Его гладкая, янтарная кожа покрыта равномерным загаром, и, несмотря на темные круги под глазами, выглядит он лучше девиц, которых я считала своими соперницами. Я вспоминаю восемь с половиной баллов, которыми оценила его при первой встрече. Джерси сказала бы, что парень с таким рейтингом великолепен и автоматически попадает в категорию достойных флирта.
Да какая разница! Каким бы распрекрасным он ни был, я тогда не знала, каков он на самом деле. Его связь с Фрэнком Виналом сводит все на нет. И вообще, дело не в том, как выглядит мой заклятый враг. Кажется, я упускаю что-то важное. Только не могу вспомнить, что именно. В голове плывет туман.
Закрыв глаза, я возвращаюсь мыслями к последнему вечеру в «Экслибрисе». С тех пор столько всего случилось. Кажется, что это было два года назад, а прошло каких-то две недели. В этом путешествии время как будто замедлилось.
Тереза назвала себя игроком. Тогда я подумала, что она идет на риск, нанимая меня. Наверное, так и есть. Но, возможно, дело не только в этом.
– Так вот, – говорю я, четко выговаривая каждое слово, – вечером перед отъездом Тереза сказала мне, что собирается предоставить работу популярному блогеру. Это ты, что ли?
– Она назвала меня популярным блогером? – ухмыляется Доминик. – Мне удалось произвести лучшее впечатление, чем я думал.
– Ладно, не важно. Я решила, что выбрали меня. А получается, она пообещала работу обоим.
Он отклоняется назад.
– Мне она тоже о тебе не сказала. Но я заподозрил неладное, когда ты чуть не сбила меня с ног в турагентстве.
– Это ты сбил меня с ног, – заявляю я, стараясь сохранить достоинство. Мои губы немеют. – Значит, это гонка, и дело не только во времени.
– Похоже на то, – еще шире улыбается Доминик.
Чтобы набраться смелости, я одним обжигающим глотком опрокидываю в себя содержимое стакана. На глазах выступают слезы.
– Значит, ты влиятельный блогер, – ядовито произношу я, указывая на фотографии в телефоне. – Тебе не нужна эта работа. Зачем ты здесь?
Он осушает стакан и впервые за все время смотрит мне прямо в глаза.

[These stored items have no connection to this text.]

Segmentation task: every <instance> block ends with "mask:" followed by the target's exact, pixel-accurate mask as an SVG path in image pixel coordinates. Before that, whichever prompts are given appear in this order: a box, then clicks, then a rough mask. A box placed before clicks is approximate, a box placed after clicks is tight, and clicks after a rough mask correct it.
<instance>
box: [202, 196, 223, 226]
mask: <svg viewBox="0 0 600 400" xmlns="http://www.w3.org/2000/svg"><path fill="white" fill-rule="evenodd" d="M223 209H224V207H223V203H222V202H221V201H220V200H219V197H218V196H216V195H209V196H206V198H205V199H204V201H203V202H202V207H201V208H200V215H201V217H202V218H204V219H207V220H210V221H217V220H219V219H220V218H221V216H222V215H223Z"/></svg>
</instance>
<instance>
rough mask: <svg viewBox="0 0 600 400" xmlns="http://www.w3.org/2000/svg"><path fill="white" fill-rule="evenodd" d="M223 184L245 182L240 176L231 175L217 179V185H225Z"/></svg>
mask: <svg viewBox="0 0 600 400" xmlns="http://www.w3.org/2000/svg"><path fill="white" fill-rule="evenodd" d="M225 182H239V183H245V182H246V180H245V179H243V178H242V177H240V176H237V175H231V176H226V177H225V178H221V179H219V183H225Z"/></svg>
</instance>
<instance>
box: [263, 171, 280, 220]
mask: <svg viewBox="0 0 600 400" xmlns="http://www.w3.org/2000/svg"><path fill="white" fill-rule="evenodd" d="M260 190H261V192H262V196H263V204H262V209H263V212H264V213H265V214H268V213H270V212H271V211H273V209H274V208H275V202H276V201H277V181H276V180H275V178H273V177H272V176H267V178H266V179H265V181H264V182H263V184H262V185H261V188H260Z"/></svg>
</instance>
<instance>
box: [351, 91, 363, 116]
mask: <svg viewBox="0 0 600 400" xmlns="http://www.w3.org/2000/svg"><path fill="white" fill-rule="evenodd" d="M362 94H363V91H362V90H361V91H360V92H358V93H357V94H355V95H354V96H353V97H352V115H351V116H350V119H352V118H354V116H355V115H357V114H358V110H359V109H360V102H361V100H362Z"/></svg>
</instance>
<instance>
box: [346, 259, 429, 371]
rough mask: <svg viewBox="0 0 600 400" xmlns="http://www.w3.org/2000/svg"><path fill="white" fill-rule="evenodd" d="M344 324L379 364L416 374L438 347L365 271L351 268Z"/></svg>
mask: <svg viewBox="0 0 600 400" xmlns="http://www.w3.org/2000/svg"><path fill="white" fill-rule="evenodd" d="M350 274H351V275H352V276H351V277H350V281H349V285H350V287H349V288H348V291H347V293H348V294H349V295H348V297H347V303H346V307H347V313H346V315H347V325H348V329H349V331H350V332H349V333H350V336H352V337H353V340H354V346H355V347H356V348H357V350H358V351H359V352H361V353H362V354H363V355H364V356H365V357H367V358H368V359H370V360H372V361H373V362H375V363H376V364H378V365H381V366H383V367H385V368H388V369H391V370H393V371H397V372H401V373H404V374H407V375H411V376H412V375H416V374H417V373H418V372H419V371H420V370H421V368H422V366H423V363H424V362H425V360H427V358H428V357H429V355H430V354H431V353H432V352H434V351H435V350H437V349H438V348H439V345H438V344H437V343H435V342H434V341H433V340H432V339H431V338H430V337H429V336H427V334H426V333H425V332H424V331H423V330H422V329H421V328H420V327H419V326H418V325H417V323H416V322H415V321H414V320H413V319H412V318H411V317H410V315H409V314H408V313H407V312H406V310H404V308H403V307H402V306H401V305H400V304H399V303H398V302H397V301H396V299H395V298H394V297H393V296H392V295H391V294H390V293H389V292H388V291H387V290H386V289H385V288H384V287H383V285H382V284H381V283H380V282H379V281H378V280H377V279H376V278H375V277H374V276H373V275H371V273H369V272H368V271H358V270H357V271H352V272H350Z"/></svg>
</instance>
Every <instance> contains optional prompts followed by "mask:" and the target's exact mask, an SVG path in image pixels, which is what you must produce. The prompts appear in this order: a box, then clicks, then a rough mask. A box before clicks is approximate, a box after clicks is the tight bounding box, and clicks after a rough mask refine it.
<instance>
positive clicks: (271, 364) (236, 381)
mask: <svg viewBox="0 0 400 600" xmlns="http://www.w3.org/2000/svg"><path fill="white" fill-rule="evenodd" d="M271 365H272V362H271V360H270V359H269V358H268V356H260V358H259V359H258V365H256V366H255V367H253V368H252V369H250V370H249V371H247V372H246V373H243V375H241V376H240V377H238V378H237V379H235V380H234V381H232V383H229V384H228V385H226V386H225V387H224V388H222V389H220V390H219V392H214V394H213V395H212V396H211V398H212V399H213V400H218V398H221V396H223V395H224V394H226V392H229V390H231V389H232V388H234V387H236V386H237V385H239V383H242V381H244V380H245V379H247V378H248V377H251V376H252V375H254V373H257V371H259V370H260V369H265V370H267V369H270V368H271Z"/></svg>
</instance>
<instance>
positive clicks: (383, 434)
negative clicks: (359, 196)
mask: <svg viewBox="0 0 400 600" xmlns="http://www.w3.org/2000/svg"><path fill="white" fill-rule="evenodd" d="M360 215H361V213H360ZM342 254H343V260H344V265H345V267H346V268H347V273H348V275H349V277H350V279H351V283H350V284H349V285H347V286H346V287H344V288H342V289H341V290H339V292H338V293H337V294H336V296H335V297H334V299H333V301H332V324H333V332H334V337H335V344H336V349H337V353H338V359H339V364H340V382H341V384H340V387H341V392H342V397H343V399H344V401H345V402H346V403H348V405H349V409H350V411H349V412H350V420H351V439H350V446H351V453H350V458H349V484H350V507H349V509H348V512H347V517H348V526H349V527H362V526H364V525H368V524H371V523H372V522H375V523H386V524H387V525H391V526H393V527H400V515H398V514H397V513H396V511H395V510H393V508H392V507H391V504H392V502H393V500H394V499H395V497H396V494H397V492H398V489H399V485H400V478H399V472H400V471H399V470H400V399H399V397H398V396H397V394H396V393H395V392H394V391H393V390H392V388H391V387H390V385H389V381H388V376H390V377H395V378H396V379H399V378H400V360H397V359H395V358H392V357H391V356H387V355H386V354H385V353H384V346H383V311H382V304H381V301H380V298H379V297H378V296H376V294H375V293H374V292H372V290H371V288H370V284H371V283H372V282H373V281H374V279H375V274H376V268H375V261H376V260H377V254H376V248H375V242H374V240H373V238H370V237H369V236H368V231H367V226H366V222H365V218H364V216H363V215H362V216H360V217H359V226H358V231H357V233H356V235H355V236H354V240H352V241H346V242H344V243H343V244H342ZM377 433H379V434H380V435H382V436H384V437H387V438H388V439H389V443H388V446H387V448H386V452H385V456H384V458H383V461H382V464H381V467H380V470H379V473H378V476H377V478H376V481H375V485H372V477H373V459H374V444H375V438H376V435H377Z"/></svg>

– Моя мать – самоанка, родившаяся на Гавайях, – негромко говорит он. – Она встретила моего будущего отца в Гонолулу, он проводил там отпуск. Когда на сцене должен был появиться я, они поженились и уехали к его родным в Коннектикут. Несмотря на все их старания, семейная жизнь не сложилась. Мать хотела вернуться на Гавайи, но в конце концов оказалась в Нью-Йорке и устроилась домработницей к Виналу. С тех пор работает у него. Я вырос во флигеле в его имении.
– Значит, ты тоже на него работаешь?
– Вообще-то нет, – качает головой Доминик. – Трудно объяснить. Мне нужна эта работа, чтобы помочь матери. В прошлом году Винал узнал, что она в свободное время присматривает за детьми в семьях местных иммигрантов. С тех пор он ее шантажирует, угрожая тем семьям депортацией.
Он угрюмо смотрит на бутылку и наполняет стаканы. Я отодвигаю свой в сторону, бормоча, что и без того уже не могу сосредоточиться. В животе зловеще булькает.
На самом деле из-за расстроенного желудка и от непривычки к спиртному я не просто не могу сосредоточиться, а едва удерживаюсь в вертикальном положении.
Но я не собираюсь в этом признаваться. Вместо этого открываю бутылку воды, оставленную мадам Нефтис, и делаю несколько глотков. На какое-то время это помогает.
– Я понимаю, у тебя свои причины, но ты ведь знаешь, в каком я положении. Твой опекун, или кем он там тебе приходится, собирается погубить Мерва с Томми. Мои дяди открыли этот магазин, когда меня еще на свете не было. В «Двух старых королевах» – вся их жизнь. Они там и живут, и работают. А твой… а этот Винал хочет у них все отобрать, из-за своей прихоти.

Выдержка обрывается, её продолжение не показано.